One-button gang fights such as this are frequent and make up the majority of the optional challenges that are littered about the game’s locations. It’s such a shame then, that these throw-downs are blighted by a slow-moving hero who, despite High Voltage Software’s best intentions, misses more than he hits, making the stringing together of combos – a necessary element if you want to upgrade Cap’s abilities – extremely difficult and frustrating.
Stars earned from sufficiently large combo strings can also be found in limited amounts in various *Yawn* crates and barrels. Stick around after a fight to experience Captain America’s inner destructive 8-year-old’s contempt of his surroundings; smashing vases and generally using his projectile shield in very unheroic ways. It’s moments like this that break the flow of the game and snip the strings that are suspending your disbelief. The mere presence of a crate in a video game, let alone having to hit it twice to spill its treasures, is time wasting fluff and a sure sign that the developer had run out of ideas.

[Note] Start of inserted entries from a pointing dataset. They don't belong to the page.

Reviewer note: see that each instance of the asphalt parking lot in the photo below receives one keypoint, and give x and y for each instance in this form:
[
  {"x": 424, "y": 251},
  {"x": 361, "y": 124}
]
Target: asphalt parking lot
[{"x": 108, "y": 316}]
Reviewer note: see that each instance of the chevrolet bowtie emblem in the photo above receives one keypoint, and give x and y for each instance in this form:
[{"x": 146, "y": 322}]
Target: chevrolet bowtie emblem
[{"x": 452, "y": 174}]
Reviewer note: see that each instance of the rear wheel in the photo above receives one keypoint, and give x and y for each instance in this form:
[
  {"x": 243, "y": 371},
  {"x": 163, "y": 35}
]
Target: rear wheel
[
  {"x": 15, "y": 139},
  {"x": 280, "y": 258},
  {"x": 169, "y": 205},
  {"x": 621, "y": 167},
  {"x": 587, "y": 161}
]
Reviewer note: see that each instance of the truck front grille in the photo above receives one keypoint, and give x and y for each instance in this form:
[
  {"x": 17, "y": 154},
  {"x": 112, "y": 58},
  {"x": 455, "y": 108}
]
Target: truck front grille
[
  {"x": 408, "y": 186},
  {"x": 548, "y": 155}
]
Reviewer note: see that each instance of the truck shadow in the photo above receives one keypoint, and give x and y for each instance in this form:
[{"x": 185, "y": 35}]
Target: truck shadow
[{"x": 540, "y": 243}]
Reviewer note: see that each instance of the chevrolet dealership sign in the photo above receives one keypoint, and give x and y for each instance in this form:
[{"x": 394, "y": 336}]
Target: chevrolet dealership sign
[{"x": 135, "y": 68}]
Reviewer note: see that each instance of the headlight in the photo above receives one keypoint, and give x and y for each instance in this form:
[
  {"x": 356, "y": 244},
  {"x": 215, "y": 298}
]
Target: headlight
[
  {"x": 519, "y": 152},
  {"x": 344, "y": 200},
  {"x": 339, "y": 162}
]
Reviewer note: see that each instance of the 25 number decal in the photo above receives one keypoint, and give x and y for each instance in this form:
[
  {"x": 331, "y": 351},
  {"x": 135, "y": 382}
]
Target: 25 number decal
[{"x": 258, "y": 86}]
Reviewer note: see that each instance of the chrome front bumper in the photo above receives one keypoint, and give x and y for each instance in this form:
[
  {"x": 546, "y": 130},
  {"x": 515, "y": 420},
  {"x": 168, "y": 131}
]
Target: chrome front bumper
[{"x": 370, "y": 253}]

Now, about that camera. Much of Captain America: Super Soldier takes place indoors, with only a few boss fights in large, open spaces. There are a lot of corridors to bound through, often blocked by rifle-wielding baddies, and a lot of reasons to turn on your heel and go back the way you came. The last thing you need in these situations, then, is a camera that behaves about as well as an untrained puppy; pulling you in directions you don’t want to go, blocking your path, and generally misbehaving. The only thing this camera doesn’t do is warp into your helmet or try to hump Red Skull’s leg. Walking the Cap down a hallway where a choice of directions is presented, the freedom to sneak a look down each corridor is taken from you as the camera swoops around and says, “This way!”, tugging a virtual lead and making simply walking in a straight line as challenging for Captain America as it is for a drunk driver on COPS.
Captain America: Super Soldier’s woes are difficult to forgive. Sub-PlayStation 2 visuals, repetitive action, a frustrating camera, unintuitive controls (aiming your shield with the touch-screen to target switches and distant enemies is unnecessarily clumsy, and I desperately wanted to use the Circle Pad instead) and an archaic approach to earning upgrades makes this a title for absolute die-hard Captain America fans only. More importantly, we know that the Nintendo 3DS is far more capable than what is offered here, from titles such as Kid Icarus: Uprising or Resident Evil: The Mercenaries 3D.
However, there is plenty to do here. The combat based side challenges are compelling and they, at least, extend the life of the game by unlocking the competitive beast that lies in all of us – we like to beat out own high scores/fastest times! Your endurance unfolds a classic World War II plot with a few surprising guest appearances, but perseverance is key. The final boss is Captain America: Super Soldier‘s saving grace. Without giving too much away, High Voltage Software makes you wait until the very end before it delivers something worth cranking up the 3D slider for.
It’s a final dose of Super Serum that should have been injected in the cartridge from the first level, yet, regrettably, the journey there is oh-so mediocre.